Crédito: Fernando Frazão/Agência Brasil

Juíza extingue ACP sobre demissão de 1.200 professores

Para magistrada, central sindical é parte ilegítima. Caso foi extinto sem resolução do mérito

A juíza Ana Beatriz do Amaral Cid Ornelas, da 13ª Vara do Trabalho de Brasília, extinguiu sem resolução do mérito a ação civil pública que questionava a demissão de 1.200 professores da Universidade Estácio de Sá.

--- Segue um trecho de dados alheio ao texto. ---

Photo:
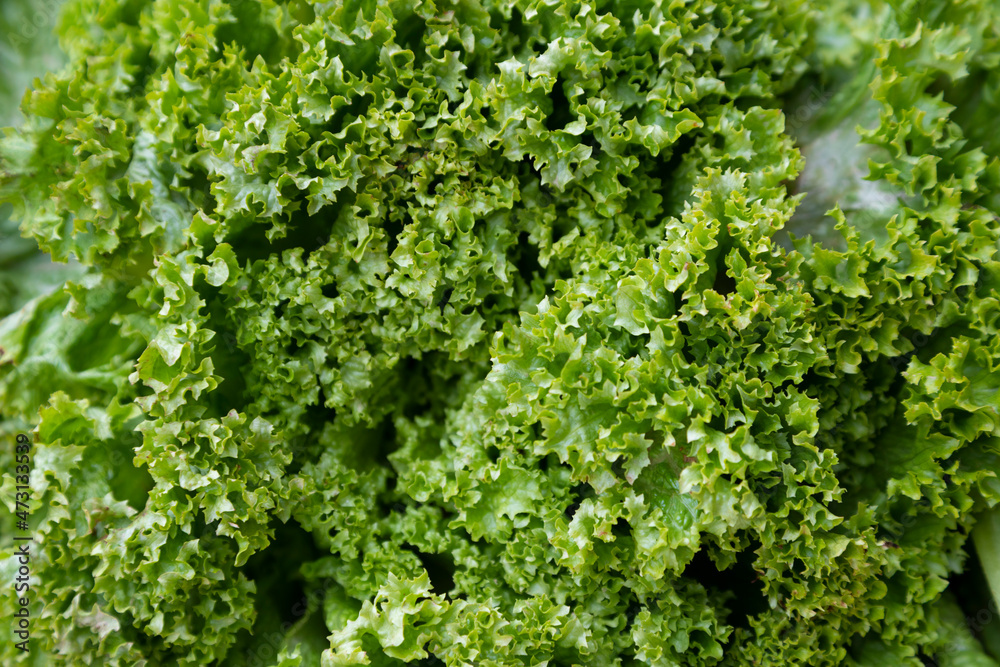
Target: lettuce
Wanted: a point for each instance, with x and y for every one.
(509, 333)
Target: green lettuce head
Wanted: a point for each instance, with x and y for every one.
(533, 332)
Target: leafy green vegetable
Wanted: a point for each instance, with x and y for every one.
(509, 333)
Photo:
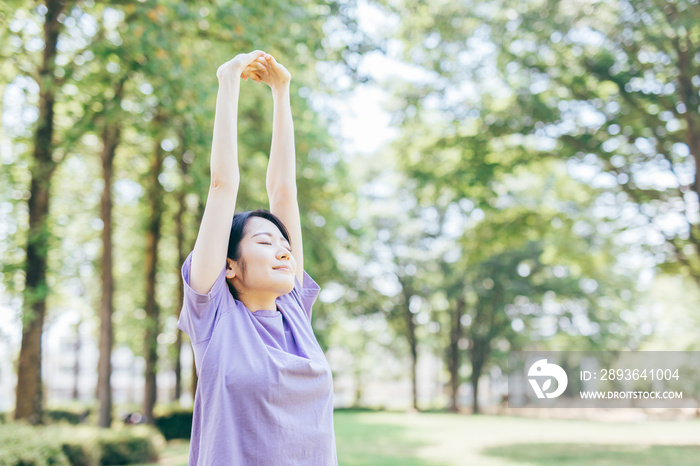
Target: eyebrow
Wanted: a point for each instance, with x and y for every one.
(268, 234)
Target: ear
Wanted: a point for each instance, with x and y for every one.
(231, 268)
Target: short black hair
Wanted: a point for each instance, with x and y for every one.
(238, 230)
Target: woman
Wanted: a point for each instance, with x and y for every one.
(265, 390)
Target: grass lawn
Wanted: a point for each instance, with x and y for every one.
(436, 439)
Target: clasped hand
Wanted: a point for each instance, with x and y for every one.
(258, 66)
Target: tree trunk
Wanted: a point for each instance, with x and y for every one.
(478, 359)
(413, 344)
(29, 390)
(110, 140)
(453, 359)
(180, 238)
(155, 202)
(76, 366)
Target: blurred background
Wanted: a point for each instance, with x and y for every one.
(475, 177)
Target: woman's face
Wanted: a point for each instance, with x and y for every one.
(269, 264)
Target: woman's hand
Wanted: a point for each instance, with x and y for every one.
(238, 66)
(266, 69)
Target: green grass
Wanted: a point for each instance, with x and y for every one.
(385, 439)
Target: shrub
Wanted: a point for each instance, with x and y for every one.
(25, 445)
(71, 416)
(127, 446)
(175, 424)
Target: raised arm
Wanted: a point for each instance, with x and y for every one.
(209, 254)
(281, 171)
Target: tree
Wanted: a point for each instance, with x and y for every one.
(616, 86)
(29, 391)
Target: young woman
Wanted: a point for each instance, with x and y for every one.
(265, 390)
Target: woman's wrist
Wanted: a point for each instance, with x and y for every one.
(280, 91)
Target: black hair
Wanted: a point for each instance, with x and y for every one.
(238, 230)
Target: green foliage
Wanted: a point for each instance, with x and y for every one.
(78, 446)
(69, 415)
(127, 447)
(175, 424)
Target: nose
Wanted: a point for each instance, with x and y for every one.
(284, 254)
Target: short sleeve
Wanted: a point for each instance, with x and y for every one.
(305, 293)
(200, 312)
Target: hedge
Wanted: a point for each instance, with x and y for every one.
(25, 445)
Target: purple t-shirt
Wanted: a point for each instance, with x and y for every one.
(265, 390)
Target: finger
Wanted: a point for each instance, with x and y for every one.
(263, 64)
(259, 68)
(252, 56)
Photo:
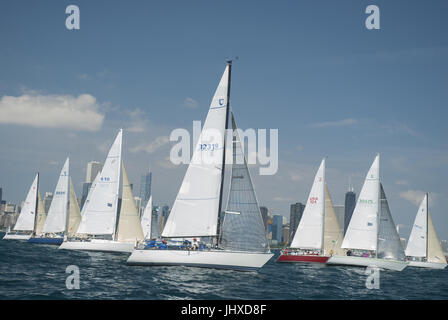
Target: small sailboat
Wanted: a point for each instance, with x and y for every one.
(54, 228)
(372, 239)
(106, 226)
(240, 242)
(26, 222)
(423, 248)
(318, 234)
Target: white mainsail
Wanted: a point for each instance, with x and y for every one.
(25, 221)
(147, 219)
(41, 215)
(417, 243)
(363, 227)
(100, 212)
(195, 210)
(309, 234)
(57, 213)
(242, 228)
(129, 227)
(333, 234)
(74, 216)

Os substitutos dos demitidos serão contratados pela instituição sob o regime de trabalho intermitente, uma novidade da reforma trabalhista.

O processo foi extinto porque a magistrada entendeu que a Central dos Sindicatos Brasileiros não possui legitimidade ativa para propor a ação por não ser “entidade que congregue os integrantes de uma determinada atividade ou categoria profissional ou econômica, e que, portanto, represente, em âmbito nacional, uma classe ou categoria determinada”.

As centrais sindicais, diz a juíza, “na condição de meras associações civis representam outras entidades sindicais e não trabalhadores isoladamente que a ela se filiam, motivo por que não são detentoras dos poderes inerentes aos sindicatos, federações e confederações”.

O caso

Na ação, a central sindical diz que a universidade deveria deixar “de promover a demissão em massa sem negociação prévia, para confessadamente, precarizar os contratos de trabalho através da jornada intermitente, em relação aos professores, categoria diferenciada” e requer a nulidade das dispensas já ocorridas.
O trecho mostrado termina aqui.